Delaware Public Media

Though Blades PFCs considered "low risk", officials will begin testing nearby private wells

Feb 14, 2018

State officials were in the Town of Blades Tuesday night, updating residents on the drinking water situation and answering their questions.

Officials from Delaware’s Department of Natural Resources and Environmental Control and the Division of Public Health are working with the Environmental Protection Agency on testing private wells in the surrounding area about a half mile away from Blades’ corporate limits to see if there are high levels of PFCs present there as well.

DNREC Secretary Shawn Garvin said his department takes the issue very seriously and is continuing to have a dialogue with Blades residents. Residents asked DNREC and DPH about the health risks PFCs pose to themselves and their pets, as well as if PFCs could migrate outside of the area over time.

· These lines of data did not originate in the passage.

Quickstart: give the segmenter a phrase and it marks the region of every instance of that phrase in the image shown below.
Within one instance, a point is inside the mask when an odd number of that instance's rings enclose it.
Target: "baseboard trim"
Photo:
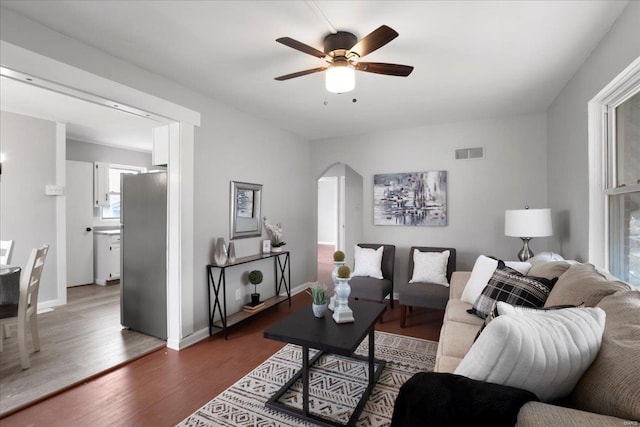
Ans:
[[[209,338],[209,327],[204,327],[188,335],[179,341],[176,340],[167,340],[167,347],[172,350],[184,350],[187,347],[191,347],[192,345]]]

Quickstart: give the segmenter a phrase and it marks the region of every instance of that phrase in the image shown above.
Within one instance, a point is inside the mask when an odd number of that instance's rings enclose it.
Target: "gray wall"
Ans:
[[[0,238],[14,240],[11,264],[24,268],[31,250],[49,245],[39,301],[57,298],[56,197],[44,194],[56,183],[56,123],[0,112]]]
[[[299,285],[315,277],[315,210],[312,194],[309,143],[269,123],[230,108],[200,92],[180,86],[105,52],[54,32],[6,9],[0,13],[2,40],[54,58],[71,66],[183,105],[201,113],[202,126],[195,129],[194,294],[196,330],[208,324],[206,264],[212,241],[229,238],[229,187],[231,180],[264,185],[263,213],[284,226],[286,249],[292,251],[291,279]],[[260,251],[261,238],[239,240],[237,256]],[[312,254],[312,251],[314,253]],[[272,261],[231,269],[228,295],[248,286],[242,276],[248,269],[265,271],[263,292],[273,293]],[[229,298],[232,311],[240,302]]]
[[[640,56],[640,2],[632,1],[547,110],[550,249],[589,259],[587,103]]]
[[[484,146],[482,160],[454,160],[456,148]],[[405,280],[409,247],[458,250],[458,269],[470,269],[480,254],[514,259],[522,242],[504,236],[505,209],[546,207],[546,121],[544,114],[447,123],[335,138],[312,144],[314,176],[343,162],[364,180],[363,241],[393,243],[396,279]],[[373,175],[446,170],[448,225],[373,225]],[[546,239],[534,239],[535,251]]]
[[[67,160],[103,162],[151,169],[151,153],[67,139]]]

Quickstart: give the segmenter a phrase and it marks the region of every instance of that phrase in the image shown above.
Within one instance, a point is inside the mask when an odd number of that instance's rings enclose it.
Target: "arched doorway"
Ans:
[[[362,176],[344,163],[317,179],[318,281],[333,287],[333,252],[341,250],[353,267],[353,248],[362,241]]]

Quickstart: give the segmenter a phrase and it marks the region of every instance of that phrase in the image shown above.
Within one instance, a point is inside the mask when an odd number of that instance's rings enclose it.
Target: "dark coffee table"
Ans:
[[[267,401],[267,407],[320,425],[344,425],[309,412],[309,367],[323,353],[332,353],[353,359],[366,360],[369,363],[369,384],[362,393],[346,425],[353,426],[358,421],[358,417],[364,409],[364,405],[386,364],[384,360],[374,359],[374,326],[382,316],[386,305],[365,301],[350,301],[349,307],[353,310],[353,317],[355,318],[353,323],[337,324],[331,317],[332,313],[330,311],[327,311],[325,317],[316,318],[311,311],[311,307],[305,307],[264,331],[265,338],[297,344],[302,347],[302,369],[296,372],[293,378]],[[368,357],[353,354],[367,334],[369,335]],[[320,350],[311,360],[309,360],[310,348]],[[302,409],[279,402],[282,395],[300,378],[302,378]]]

“That’s part of what the longer term look is –  to establish where they are, where they might migrate, what the flow of groundwater is,” Garvin said. “Our first and foremost concern is addressing the immediate issue...”

Though the levels of PFCs found in the town’s water are above the EPA’s health advisory of 70 parts per trillion, Delaware’s Division of Public Health considers them to be low risk, said Jamie Mack,  the Division of Public Health’s Acting Section Chief for Health Systems Protection. One of the wells came back with PFCs at nearly 190 ppt.

“We don’t expect there to be a lot of long term health effects we would see specifically to these chemicals,” Mack said. “We’re just taking the actions we are out of abundance of caution.”

The biggest concern, he said, is ingesting large amounts of these compounds over time. That can lead to health problems like cancer and immune system impacts.

Dover resident Jeannie Anderson said her granddaughter goes to Blades Elementary and has been complaining of headaches and stomachaches for a while now. Anderson says she wonders if that has to do with the water, and she’s concerned about the schoolchildren.

“They’re saying it’s like one little drop in a swimming pool,” said Anderson, regarding the state’s comparison of the levels of PFCs and the health risks. “But when it affects your family, it’s 100 percent, it’s not one drop in a big swimming pool. That’s what I’m concerned about.”

DNREC tested Blades' three municipal wells looking for the emerging contaminant because of nearby  plating operations that historically used PFCs. When officials got the tests back last week, they worked to immediately notify residents.

Officials say residents will be unable to drink their tap water for about another week to 10 days, as they install and test a carbon filter system to remove PFCs from the water. State officials and the Delaware National Guard continue to provide bottled water from water tanks to residents.